In case of new software version you revert the roles, deployment is now on Green pool with Blue pool running as safety net in case of unexpected bugs.

The goal here is to make the process transparent for customers.

On Martin Fowler blog you can find more detailed and excellent description of those techniques: Canary release, Blue-Green deployment.

2. Controlled test flight

Technique very similar to Canary deployment, but instead of new application version we slowly rollout new features. I'll use Aviadezra image to explain it in simple way:


Let's assume we have new feature hidden in Code Path 1. After successful deployment we have all customers using Code Path 2. Now we change config file and from now on some customers (first internal, then 5%) are using new feature which is visible in Code Path 1. 

Once again we analyse how the application is performing, and if everything is ok we open Code Path 1 for all customers. If we are disappointed by results we rollback to Code Path 2.

Warning here: controlled test flight substantially increase application complexity. Business love it though and in my opinion it's worth the effort. 

3. A/B testing

Another excellent tool for business and UX designers. I'll use vwo image for explanation (excellent guide, read it).


The idea is very simple here. 50% of our customers see Variation A of our application, and 50% customers see Variation B. We measure all the data and then analyse it (with Data Scientists help perhaps). In case of our example Variation A is better because it guarantees higher conversion rate.

A/B testing is highly recommended by lean experts and you should utilise it even in startups.

4. Synthetic User (Bot) Testing

Synthetic user is a bot which runs real customer scenario on our application. To be more specific it's like end-to-end (E2E) test running on production environment. Tests don't have to be written using Selenium (as they're very often unstable), but should run popular journeys. Ideally you should figure out scenarios using production data.

Bots may be triggered from various servers (ideally splitted geographically) and should be integrated with existing monitoring/alerting systems. Consecutive failures should trigger investigation in your team.

Make sure you clean you data after each run (see prerequisite 3).

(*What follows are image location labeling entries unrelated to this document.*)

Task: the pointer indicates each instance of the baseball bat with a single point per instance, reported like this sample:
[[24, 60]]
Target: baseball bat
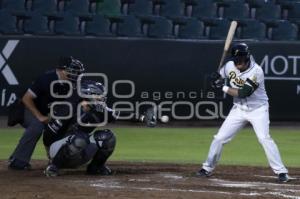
[[228, 41]]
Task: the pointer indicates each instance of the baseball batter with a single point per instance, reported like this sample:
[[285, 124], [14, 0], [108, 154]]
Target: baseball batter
[[246, 85]]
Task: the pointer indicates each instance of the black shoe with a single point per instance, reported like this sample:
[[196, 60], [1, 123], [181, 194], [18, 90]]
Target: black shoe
[[16, 164], [51, 171], [283, 177], [203, 173], [93, 169]]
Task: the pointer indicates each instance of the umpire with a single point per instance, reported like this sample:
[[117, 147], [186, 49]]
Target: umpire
[[36, 101]]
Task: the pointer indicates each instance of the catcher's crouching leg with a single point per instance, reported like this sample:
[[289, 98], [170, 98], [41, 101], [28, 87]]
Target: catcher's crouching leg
[[67, 153], [106, 142]]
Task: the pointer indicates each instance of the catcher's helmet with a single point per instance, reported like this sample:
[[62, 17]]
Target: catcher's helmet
[[73, 67], [240, 53], [95, 90]]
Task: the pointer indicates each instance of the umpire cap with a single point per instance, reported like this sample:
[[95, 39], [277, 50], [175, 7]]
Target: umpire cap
[[72, 66]]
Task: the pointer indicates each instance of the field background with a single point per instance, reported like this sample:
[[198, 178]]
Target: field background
[[181, 145]]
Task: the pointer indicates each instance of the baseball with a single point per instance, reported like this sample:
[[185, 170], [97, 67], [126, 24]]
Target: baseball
[[164, 119]]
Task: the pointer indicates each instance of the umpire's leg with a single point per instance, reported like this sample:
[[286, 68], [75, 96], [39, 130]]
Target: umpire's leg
[[21, 156]]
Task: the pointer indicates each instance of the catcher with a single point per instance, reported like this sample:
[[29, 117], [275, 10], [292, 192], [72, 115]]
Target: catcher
[[71, 143]]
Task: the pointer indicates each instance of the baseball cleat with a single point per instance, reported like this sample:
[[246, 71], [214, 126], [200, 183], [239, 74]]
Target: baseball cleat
[[283, 177], [51, 171], [203, 173], [16, 164]]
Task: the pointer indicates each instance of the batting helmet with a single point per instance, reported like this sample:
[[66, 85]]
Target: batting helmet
[[73, 67], [240, 53]]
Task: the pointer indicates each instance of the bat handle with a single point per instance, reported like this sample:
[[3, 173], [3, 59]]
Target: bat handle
[[222, 60]]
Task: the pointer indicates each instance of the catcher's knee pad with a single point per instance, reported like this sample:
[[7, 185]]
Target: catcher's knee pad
[[105, 140], [70, 154]]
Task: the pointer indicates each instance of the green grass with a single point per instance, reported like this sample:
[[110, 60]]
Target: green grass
[[181, 145]]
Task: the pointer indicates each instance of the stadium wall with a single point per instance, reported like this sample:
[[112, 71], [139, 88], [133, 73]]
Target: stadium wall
[[170, 73]]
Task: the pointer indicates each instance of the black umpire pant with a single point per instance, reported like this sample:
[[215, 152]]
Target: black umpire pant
[[33, 131]]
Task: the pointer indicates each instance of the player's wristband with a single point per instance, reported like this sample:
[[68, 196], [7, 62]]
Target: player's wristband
[[225, 89]]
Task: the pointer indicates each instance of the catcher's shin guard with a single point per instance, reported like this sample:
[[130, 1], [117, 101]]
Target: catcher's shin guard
[[106, 141]]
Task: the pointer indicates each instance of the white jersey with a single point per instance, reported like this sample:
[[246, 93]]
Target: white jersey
[[237, 79]]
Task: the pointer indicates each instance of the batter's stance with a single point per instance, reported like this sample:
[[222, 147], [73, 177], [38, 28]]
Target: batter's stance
[[246, 85]]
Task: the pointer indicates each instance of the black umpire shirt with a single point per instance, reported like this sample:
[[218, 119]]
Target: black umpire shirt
[[40, 88]]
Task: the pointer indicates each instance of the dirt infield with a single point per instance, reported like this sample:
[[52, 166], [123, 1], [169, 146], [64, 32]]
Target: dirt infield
[[145, 180]]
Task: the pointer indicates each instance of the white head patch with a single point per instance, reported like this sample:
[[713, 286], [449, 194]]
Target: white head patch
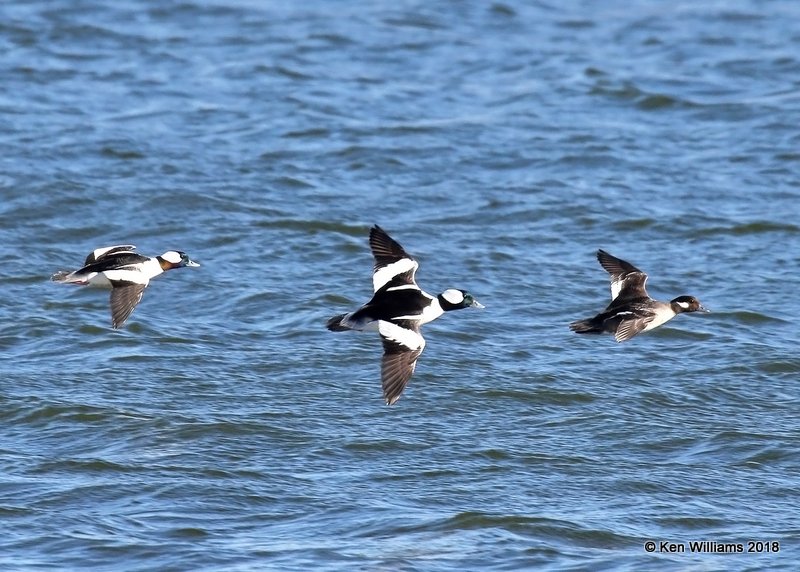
[[453, 296], [172, 257]]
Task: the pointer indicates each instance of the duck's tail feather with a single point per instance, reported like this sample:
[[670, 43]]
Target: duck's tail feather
[[337, 324], [61, 276], [588, 326]]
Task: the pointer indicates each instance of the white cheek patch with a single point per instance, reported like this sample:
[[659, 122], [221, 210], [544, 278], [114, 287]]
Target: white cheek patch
[[453, 296], [172, 257]]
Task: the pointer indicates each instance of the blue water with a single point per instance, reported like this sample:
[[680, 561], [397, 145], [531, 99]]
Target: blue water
[[500, 143]]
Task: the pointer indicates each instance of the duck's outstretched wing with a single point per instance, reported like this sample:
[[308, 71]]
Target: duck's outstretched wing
[[393, 265], [627, 281], [124, 298], [402, 345], [99, 253]]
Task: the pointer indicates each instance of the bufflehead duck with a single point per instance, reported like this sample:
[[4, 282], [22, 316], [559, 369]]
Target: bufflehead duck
[[126, 272], [397, 310], [631, 310]]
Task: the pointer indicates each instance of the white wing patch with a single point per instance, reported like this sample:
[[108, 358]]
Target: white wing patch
[[127, 275], [98, 252], [385, 274], [616, 286], [405, 337]]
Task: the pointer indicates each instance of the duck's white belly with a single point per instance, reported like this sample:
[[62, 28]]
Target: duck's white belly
[[661, 317]]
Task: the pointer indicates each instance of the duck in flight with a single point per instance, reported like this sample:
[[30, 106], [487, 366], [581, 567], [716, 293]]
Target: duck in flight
[[125, 272], [397, 311], [632, 310]]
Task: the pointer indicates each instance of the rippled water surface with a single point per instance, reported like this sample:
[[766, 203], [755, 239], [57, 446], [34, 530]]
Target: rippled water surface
[[501, 143]]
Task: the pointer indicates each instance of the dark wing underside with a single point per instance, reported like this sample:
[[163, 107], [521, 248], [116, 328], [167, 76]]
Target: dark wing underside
[[124, 298], [99, 253], [402, 345], [627, 281], [392, 263], [113, 261]]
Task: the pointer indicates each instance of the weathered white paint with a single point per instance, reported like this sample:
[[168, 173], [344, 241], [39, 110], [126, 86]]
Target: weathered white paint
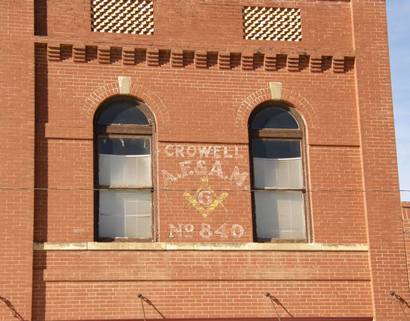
[[189, 246], [206, 231], [202, 168], [202, 151]]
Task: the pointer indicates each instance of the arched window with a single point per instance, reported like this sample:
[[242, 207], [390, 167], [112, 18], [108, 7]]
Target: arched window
[[278, 182], [123, 142]]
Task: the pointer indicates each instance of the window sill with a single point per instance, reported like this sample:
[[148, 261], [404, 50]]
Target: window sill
[[162, 246]]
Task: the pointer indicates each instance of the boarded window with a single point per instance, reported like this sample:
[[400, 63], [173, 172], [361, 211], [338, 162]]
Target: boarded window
[[123, 16], [278, 180]]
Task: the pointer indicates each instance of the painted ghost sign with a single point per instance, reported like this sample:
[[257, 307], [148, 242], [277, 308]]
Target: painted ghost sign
[[206, 162]]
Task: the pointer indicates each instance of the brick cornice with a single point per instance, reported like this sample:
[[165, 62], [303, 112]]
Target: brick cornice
[[223, 59]]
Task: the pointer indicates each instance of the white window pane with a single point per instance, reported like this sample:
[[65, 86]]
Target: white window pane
[[125, 214], [110, 226], [280, 215], [278, 173], [125, 170]]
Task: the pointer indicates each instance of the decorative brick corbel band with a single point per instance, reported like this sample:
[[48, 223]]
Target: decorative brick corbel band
[[139, 91], [224, 60]]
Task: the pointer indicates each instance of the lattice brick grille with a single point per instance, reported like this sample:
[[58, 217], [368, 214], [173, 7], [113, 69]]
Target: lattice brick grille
[[123, 16], [278, 24]]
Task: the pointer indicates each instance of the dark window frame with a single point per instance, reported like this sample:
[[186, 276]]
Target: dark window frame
[[124, 131], [281, 134]]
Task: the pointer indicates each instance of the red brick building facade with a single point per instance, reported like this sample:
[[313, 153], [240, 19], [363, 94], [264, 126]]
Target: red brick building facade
[[200, 73]]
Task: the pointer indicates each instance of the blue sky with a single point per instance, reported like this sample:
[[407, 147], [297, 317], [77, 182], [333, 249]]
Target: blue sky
[[399, 38]]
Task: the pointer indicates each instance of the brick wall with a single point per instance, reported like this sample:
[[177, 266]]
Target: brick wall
[[17, 166], [201, 80]]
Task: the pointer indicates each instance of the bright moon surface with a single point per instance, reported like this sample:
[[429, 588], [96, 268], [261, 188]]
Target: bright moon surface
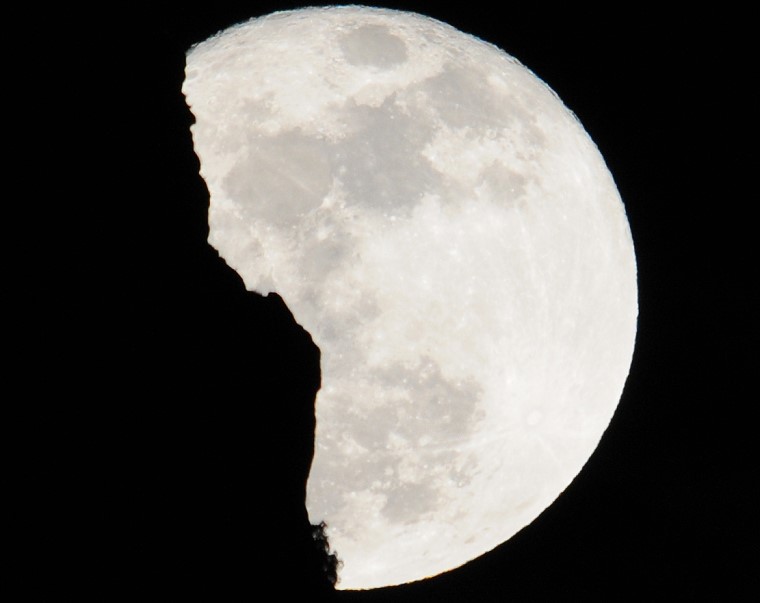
[[449, 235]]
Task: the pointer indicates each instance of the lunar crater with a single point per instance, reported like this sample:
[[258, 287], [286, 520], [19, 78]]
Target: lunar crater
[[373, 46], [447, 233]]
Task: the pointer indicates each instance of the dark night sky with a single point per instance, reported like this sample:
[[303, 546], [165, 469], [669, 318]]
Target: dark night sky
[[182, 368]]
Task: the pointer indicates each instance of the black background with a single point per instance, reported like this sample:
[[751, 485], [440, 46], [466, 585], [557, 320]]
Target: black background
[[173, 399]]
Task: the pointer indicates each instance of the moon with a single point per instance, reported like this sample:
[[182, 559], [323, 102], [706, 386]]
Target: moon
[[449, 235]]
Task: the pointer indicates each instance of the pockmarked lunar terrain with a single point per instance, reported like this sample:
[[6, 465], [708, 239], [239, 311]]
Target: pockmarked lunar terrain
[[449, 235]]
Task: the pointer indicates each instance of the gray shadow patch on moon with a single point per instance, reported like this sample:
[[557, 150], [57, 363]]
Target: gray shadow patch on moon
[[382, 163], [412, 442], [292, 168], [373, 46]]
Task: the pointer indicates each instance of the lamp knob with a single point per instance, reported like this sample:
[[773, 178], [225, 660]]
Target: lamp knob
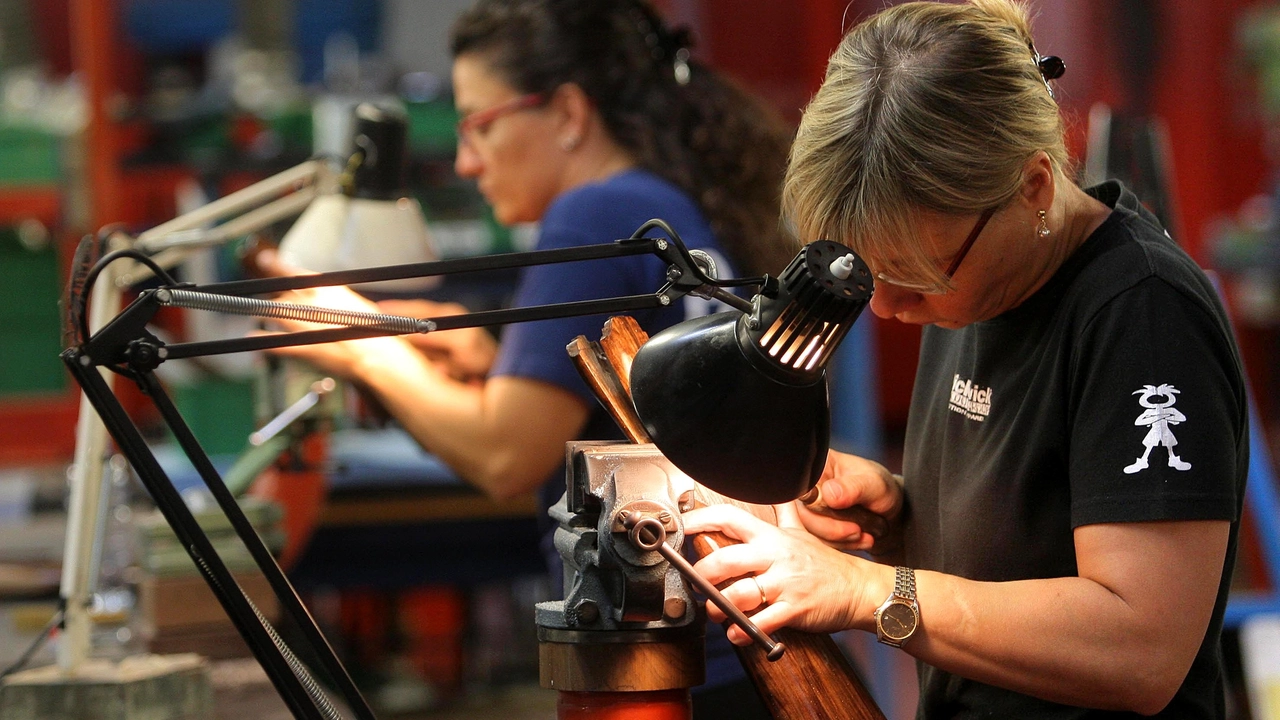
[[842, 267]]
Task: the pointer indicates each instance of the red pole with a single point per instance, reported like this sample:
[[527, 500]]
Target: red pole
[[648, 705]]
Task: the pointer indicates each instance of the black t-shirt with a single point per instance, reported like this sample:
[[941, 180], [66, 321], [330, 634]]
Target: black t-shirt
[[1112, 395]]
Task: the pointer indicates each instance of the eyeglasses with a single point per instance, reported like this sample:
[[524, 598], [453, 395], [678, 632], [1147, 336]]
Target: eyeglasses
[[472, 123], [944, 287]]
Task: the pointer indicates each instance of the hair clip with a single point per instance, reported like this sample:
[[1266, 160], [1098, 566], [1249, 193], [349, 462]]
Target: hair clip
[[1051, 67]]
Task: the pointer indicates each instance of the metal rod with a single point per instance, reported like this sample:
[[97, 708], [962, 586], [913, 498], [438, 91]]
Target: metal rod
[[508, 260], [648, 533], [292, 413], [252, 195], [181, 350], [284, 592]]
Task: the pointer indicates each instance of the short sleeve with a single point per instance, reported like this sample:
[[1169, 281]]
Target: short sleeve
[[1156, 411]]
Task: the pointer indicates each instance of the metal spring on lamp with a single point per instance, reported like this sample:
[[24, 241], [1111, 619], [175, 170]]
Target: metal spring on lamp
[[256, 308], [300, 670]]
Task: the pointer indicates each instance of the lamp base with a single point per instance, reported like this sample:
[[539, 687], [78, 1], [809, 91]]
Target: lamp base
[[146, 686]]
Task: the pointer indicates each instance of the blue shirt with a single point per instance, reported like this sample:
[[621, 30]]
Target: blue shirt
[[592, 214]]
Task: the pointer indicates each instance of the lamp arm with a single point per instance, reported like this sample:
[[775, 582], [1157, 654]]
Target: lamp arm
[[126, 341], [259, 205]]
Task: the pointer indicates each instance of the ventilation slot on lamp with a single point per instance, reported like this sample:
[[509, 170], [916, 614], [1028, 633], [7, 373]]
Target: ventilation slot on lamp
[[753, 386], [822, 292]]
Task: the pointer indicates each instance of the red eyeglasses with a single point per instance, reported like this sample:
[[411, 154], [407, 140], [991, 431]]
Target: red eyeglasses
[[478, 122]]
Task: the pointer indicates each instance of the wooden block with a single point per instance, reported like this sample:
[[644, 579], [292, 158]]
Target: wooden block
[[147, 687]]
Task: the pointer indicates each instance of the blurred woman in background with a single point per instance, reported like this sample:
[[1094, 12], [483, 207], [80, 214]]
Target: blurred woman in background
[[590, 118]]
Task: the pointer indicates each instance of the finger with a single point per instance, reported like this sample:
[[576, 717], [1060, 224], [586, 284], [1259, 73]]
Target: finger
[[737, 524], [270, 263], [789, 516], [732, 561]]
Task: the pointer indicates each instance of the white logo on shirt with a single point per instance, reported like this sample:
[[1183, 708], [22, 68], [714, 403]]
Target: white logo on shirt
[[1159, 417], [969, 400]]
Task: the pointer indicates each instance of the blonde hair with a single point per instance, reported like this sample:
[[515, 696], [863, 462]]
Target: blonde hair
[[926, 106]]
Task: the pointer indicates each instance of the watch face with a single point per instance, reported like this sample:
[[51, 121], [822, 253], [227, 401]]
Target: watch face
[[897, 620]]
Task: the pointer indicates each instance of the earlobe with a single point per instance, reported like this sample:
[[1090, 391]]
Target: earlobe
[[575, 108], [1040, 183]]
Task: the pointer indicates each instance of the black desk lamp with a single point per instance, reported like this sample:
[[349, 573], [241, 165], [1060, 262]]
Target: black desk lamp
[[736, 400]]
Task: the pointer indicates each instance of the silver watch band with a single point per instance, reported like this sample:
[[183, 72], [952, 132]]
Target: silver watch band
[[904, 582]]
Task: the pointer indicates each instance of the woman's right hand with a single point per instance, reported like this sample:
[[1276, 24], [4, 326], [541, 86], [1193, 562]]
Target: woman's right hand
[[465, 354], [850, 481]]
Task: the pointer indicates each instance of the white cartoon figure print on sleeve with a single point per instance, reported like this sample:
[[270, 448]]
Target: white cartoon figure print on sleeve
[[1159, 415]]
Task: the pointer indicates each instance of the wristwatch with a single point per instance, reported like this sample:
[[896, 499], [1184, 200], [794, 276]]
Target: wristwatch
[[897, 619]]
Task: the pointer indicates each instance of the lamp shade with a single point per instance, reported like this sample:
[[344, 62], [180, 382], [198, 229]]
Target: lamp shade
[[739, 401], [376, 223]]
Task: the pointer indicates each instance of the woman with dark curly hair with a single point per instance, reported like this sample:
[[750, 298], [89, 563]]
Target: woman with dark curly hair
[[590, 118]]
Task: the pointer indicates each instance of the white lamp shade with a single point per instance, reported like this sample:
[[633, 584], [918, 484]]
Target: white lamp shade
[[342, 233]]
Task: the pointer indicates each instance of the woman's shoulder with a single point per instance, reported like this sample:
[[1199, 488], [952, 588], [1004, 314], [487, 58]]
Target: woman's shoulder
[[622, 203]]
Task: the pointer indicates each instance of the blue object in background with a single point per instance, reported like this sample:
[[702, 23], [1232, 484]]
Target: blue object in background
[[854, 391], [167, 27], [315, 21]]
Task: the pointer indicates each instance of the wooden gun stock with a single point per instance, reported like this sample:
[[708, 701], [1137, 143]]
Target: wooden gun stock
[[813, 678]]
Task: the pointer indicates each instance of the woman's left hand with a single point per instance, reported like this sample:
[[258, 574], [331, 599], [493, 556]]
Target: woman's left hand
[[804, 583]]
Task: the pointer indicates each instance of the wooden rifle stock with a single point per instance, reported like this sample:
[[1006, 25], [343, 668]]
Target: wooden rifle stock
[[813, 678]]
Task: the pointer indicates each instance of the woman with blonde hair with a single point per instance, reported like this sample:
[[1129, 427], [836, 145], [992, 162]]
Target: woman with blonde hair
[[1048, 559]]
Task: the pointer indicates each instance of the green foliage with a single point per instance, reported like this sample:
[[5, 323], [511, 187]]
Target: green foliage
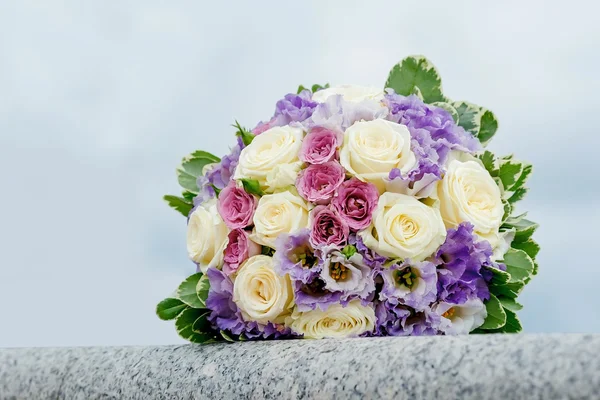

5. Fault injection & Recovery testing

Technique popularised by Netflix's Chaos Monkey. The idea is pretty simple - we generate random failures in our production infrastructure enforcing engineers to design recovery systems and develop a stronger, more adaptive platform.
The best defense against major unexpected failures is to fail often. By frequently causing failures, we force our services to be built in a way that is more resilient
Cory Bennett and Ariel Tseitlin - Netflix engineers

6. Dogfooding

Technique popularised by Microsoft which enforce usage of applications developed locally. For example if your team is creating new GoogleDocs you force your developers to use it. Very clever way to improve customer user experience.

7. Performance / load / stress testing

Very complicated and complex subject which require separate post (planned soon). 

8. Data-Driven Quality

Very complicated and complex subject which require separate post (planned soon).